GC: Who, if anyone, did you base Sean Griswold on and how can I get one? I am a big fan of Sean Griswold and his gorgeous head.

LL: Sean’s kind of the every guy. I had a lot of guy friends in high school, and sometimes we went back and forth liking each other, but very rarely did it work out that we moved beyond friendship.  So he’s a bit of a conglomerate of all of those friendships., with a spark of What If More Happened? added. And although my husband’s personality is nothing like Sean’s, I do remember that weird transition of hardly noticing him to being KEENLY aware of his every movement. And he has a very lovely head, as all love interests should.  But he is mine, so—and I mean this in this nicest way possible—BACK OFF.

GC: What is the number one thing you hope readers can learn from Payton, whether they are coping with something as life changing as discovering your father has MS, or not?

LL: Everyone has a way that they initially react to life-changing things, whether that be running away or getting angry or lashing out. What’s going to define you is how you act after that reaction, how you’re going to take that awful moment—be it loss of life, trust, friendship, confidence, or hope—and try to mold yourself into a stronger person. Payton isn’t always smart in the choices she makes (there were times I wanted to hit her!), but she’s trying and growing and that’s what’s important. As her counselor says in the book, “Sometimes you have to take the scenic route  even when the straight road is ahead of you.”

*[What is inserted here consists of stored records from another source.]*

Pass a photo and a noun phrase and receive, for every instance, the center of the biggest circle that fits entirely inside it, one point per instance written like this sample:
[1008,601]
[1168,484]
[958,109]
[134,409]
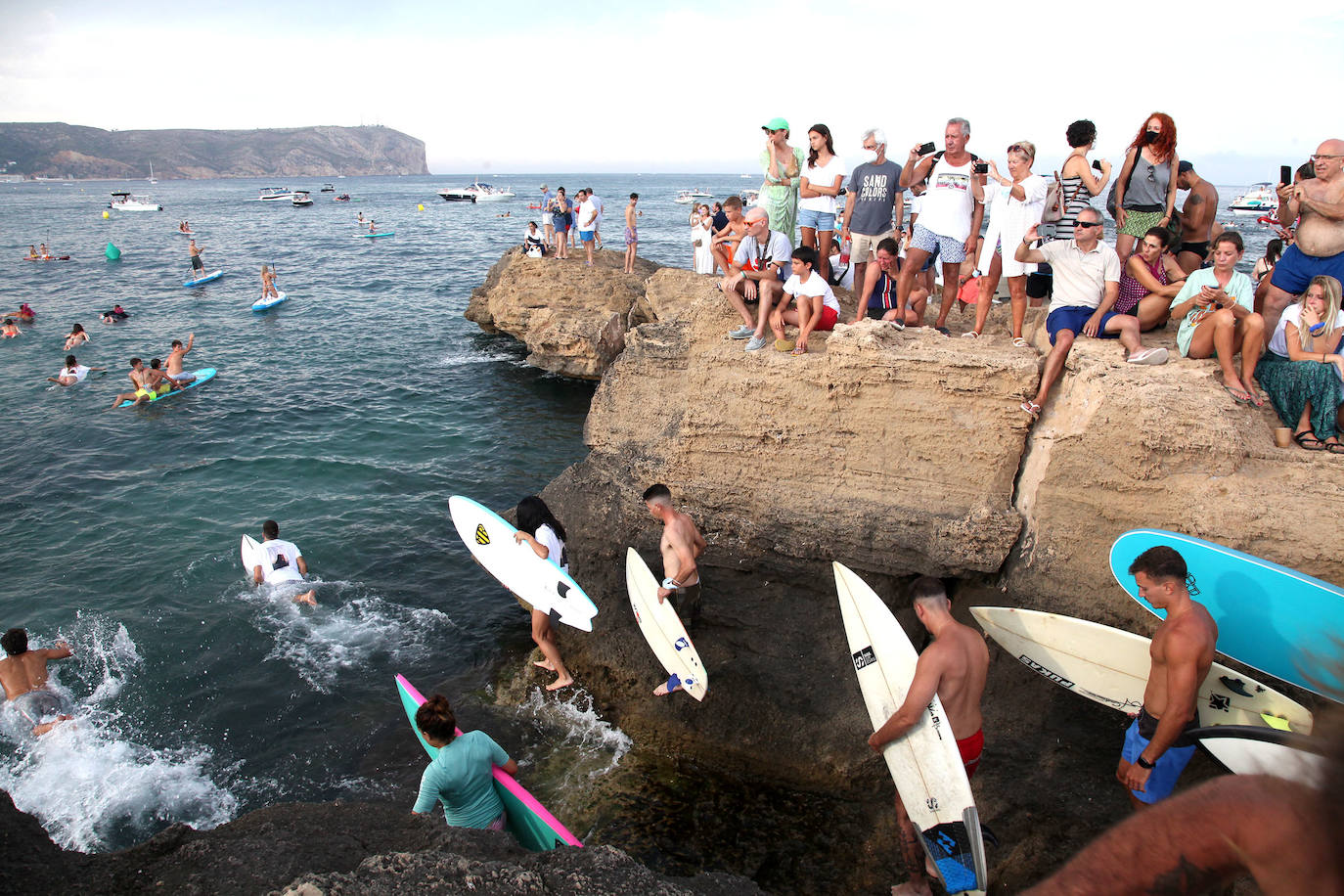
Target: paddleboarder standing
[1156,744]
[955,668]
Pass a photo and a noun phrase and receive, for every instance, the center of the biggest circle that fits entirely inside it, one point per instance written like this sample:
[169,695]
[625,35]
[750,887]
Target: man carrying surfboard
[1156,747]
[955,668]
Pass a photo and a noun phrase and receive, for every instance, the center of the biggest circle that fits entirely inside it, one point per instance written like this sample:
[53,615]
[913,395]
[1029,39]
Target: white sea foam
[92,782]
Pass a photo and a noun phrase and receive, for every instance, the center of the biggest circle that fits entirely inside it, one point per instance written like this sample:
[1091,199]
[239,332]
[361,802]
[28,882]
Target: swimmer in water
[23,673]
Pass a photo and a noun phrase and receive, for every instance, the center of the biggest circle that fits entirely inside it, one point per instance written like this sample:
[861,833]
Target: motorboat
[477,193]
[276,194]
[128,202]
[1261,199]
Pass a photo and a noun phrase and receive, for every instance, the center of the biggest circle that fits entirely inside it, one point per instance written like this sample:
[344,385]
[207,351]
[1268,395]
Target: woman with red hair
[1145,191]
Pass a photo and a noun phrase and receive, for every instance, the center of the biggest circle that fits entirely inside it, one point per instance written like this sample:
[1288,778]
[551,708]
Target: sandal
[1307,441]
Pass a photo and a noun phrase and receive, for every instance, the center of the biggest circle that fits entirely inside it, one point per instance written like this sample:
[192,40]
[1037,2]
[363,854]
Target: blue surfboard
[1269,617]
[202,377]
[204,280]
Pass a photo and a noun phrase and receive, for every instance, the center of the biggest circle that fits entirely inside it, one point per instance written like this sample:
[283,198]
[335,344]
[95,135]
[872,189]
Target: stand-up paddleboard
[204,280]
[527,820]
[542,583]
[1269,617]
[1264,751]
[266,304]
[1110,666]
[663,629]
[924,763]
[202,375]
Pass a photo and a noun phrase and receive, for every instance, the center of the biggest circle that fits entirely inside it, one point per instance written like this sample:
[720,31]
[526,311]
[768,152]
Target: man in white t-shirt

GC: What is next for you as a writer?

LL: Right now, I’m finishing up the last book in my tween PRINCESS FOR HIRE series and looking forward to the second book, THE ROYAL TREATMENT, coming out in May. They’ve been so much fun to write.
In the YA vein, I just sold another contemporary book that should be out in early 2013 & I’m beyond excited about it! AUTHENTICALLY VINTAGE is about a girl who forgos 21st century technology when she discovers her boyfriend cheating on her with his cyber wife. She finds a list her grandma wrote at 16, and decides to go vintage and accomplish those things for her grandma. It’s a look at the things that change with time and the things the always stay the same.

Would you like to win a finished copy of Sean Griswold's Head? It is this months 'Clean Read.' Then play my game, called Guess-the-Focus-Object!


Enbrethiliel said...


This is a great interview! I love writers who are "method like that." ;-)

And although I know next to nothing about Sean and Payton (Sean Griswold's Head just starting to get hyped around the blogosphere), I feel as if I have a good sense of their story. Great questions and answers! It's pretty obvious when an interviewer and interviewee have great chemistry. =)

PS--I hope the giveaway is international!

Minas said...

Great interview! I can't wait to read this book!

Thanks for the awesome giveaway!

Casey (The Bookish Type) said...

I love the way Lindsey describes the way their relationship develops -- it definitely increases my interest in this book! I'm so tired of fake-feeling relationships in books. Great interview and what a fun way to enter a contest! Thanks!